At a high level of abstraction, we attempt to answer the following main research questions in this PhD project:
Research Question I. What is the impact of different input representations in neural low-resource NLP?
The vector representations of tokens instantiate the distributional hypothesis by learning representations of the meaning of words, called embeddings, directly from text corpora. These representations are crucial elements in the performance of downstream NLP systems and underlie the more powerful and more recent contextualized word representations. We here study input representations trained on data from specific domains using sequential transfer learning of word embeddings. Concretely, we attempt to answer the following research questions:
(i) Can word embedding models capture domain-specific semantic relations even when trained with a considerably smaller corpus size?
(ii) Are domain-specific input representations beneficial in downstream NLP tasks?

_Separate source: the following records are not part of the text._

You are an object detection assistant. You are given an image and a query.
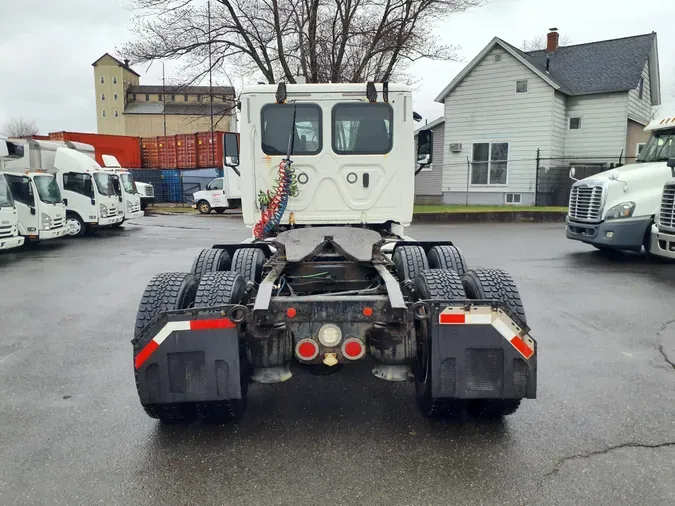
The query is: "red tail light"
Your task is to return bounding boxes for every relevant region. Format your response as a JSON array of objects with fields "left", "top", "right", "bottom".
[
  {"left": 295, "top": 339, "right": 319, "bottom": 360},
  {"left": 342, "top": 337, "right": 366, "bottom": 360}
]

In order to address these questions, we study input representations trained on data from a low resource domain (Oil and Gas). We conduct intrinsic and extrinsic evaluations of both general and domain-specific embeddings. Further, we investigate the effect of domain-specific word embeddings in the input layer of a downstream sentence classification task in the same domain. Domain-specific embeddings are further studied in the context of the relation extraction task on data from an unrelated genre and domain: scientific literature from the NLP domain.
In many NLP tasks, syntactic information is viewed as useful, and a variety of new approaches incorporate syntactic information in their underlying models. Within the context of this thesis, we hypothesize that syntax may provide a level of abstraction that can be beneficial when there is little available labeled data. We pursue this line of research particularly for low-resource relation extraction, and we look at the following question:
(iii) What is the impact of syntactic dependency representations in low-resource neural relation extraction?

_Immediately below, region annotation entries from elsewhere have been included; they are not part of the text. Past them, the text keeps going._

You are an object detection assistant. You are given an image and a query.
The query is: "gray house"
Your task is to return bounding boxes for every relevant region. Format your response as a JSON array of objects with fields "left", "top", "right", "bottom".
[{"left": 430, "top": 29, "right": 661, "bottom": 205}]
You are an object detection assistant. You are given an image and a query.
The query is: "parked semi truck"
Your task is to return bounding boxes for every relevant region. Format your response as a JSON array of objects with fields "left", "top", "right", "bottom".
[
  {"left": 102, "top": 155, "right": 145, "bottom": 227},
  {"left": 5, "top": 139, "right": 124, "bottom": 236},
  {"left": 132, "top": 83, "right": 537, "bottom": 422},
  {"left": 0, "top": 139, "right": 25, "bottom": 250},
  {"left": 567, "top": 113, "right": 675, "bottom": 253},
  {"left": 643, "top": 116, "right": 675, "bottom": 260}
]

We design a neural architecture over dependency paths combined with domain- specific word embeddings to extract and classify semantic relations in a low-resource domain. We explore the use of different syntactic dependency representations in a neural model and compare various dependency schemes. We further compare with a syntax-agnostic approach and perform an error analysis to gain a better understanding of the results.

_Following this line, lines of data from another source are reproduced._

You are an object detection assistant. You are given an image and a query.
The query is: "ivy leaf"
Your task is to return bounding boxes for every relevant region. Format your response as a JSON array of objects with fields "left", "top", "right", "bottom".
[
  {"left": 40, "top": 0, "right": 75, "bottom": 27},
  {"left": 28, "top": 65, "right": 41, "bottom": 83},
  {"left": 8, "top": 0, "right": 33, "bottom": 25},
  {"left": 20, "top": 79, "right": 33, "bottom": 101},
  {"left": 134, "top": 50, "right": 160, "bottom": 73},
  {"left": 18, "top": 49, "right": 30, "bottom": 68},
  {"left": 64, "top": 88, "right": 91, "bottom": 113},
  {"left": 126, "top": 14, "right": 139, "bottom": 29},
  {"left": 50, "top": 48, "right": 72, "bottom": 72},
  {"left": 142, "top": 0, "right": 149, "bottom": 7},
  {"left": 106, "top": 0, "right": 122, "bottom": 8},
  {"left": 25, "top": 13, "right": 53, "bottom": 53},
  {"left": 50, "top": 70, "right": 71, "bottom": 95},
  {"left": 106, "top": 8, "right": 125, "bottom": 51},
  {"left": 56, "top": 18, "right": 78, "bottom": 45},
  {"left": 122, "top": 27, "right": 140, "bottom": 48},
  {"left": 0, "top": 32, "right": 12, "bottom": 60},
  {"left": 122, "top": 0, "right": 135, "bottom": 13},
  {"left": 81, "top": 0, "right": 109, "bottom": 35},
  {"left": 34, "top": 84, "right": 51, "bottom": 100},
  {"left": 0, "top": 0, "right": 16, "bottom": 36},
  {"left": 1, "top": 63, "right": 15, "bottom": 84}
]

Research Question II. How can we incorporate domain knowledge in low-resource NLP?
Technical domains often have knowledge resources that encode domain knowledge in a structured format. There is currently a line of research that tries to incorporate this knowledge encoded in domain resources in NLP systems. The domain knowledge can be leveraged either to provide weak supervision or to include additional information not available in text corpora to improve the model’s performance. Here, we explore this line of research in low-resource scenarios by addressing the following questions:
- How can we take advantage of existing domain-specific knowledge resources to enhance our models?
We investigate the impact of domain knowledge resources in enhancing embedding models. We augment the domain-specific model by providing vector representations for infrequent and unseen technical terms using a domain knowledge resource and evaluate its impact by intrinsic and extrinsic evaluations.
Given the availability of domain-specific knowledge resources, distant supervision can be applied to generate automatically labeled training data in low-resource domains. In this thesis, we explore the use of distant supervision for low-resource Named Entity Recognition (NER) in various domains and languages. We here address the following question:
- How can we address the problem of low-resource NER using distantly supervised data?
The outcome of distant supervision, however, is often noisy. To address this issue, we explore the following research question:
- How can we exploit a reinforcement learning approach to improve NER in low-resource scenarios?
We present a system which addresses the problem of noisy, distantly supervised data using reinforcement learning and partial annotation learning.
Research Question III. How can we address the challenges of low-resource scenarios using transfer learning techniques?
Transfer learning has yielded significant improvements in various NLP tasks. The most dominant practice of transfer learning is to pre-train embedding representations on a large unlabeled text corpus and then to transfer these representations to a supervised target task using labeled data. We explore this idea, namely sequential transfer learning of word embeddings, in the first research question (i.e., RQ I above).
Further, we consider the transfer of models between two linguistic variants such as genre and language, when little (i.e., low-resource) or no data (i.e., zero-resource) is available for a target genre or language. We study this challenging setup in two natural language understanding tasks using meta- learning. Accordingly, we investigate the following research questions:
- Can meta-learning assist us in coping with low-resource settings in natural language understanding (NLU) tasks?
- What is the impact of meta-learning on the performance of pre-trained language models in cross-lingual NLU tasks?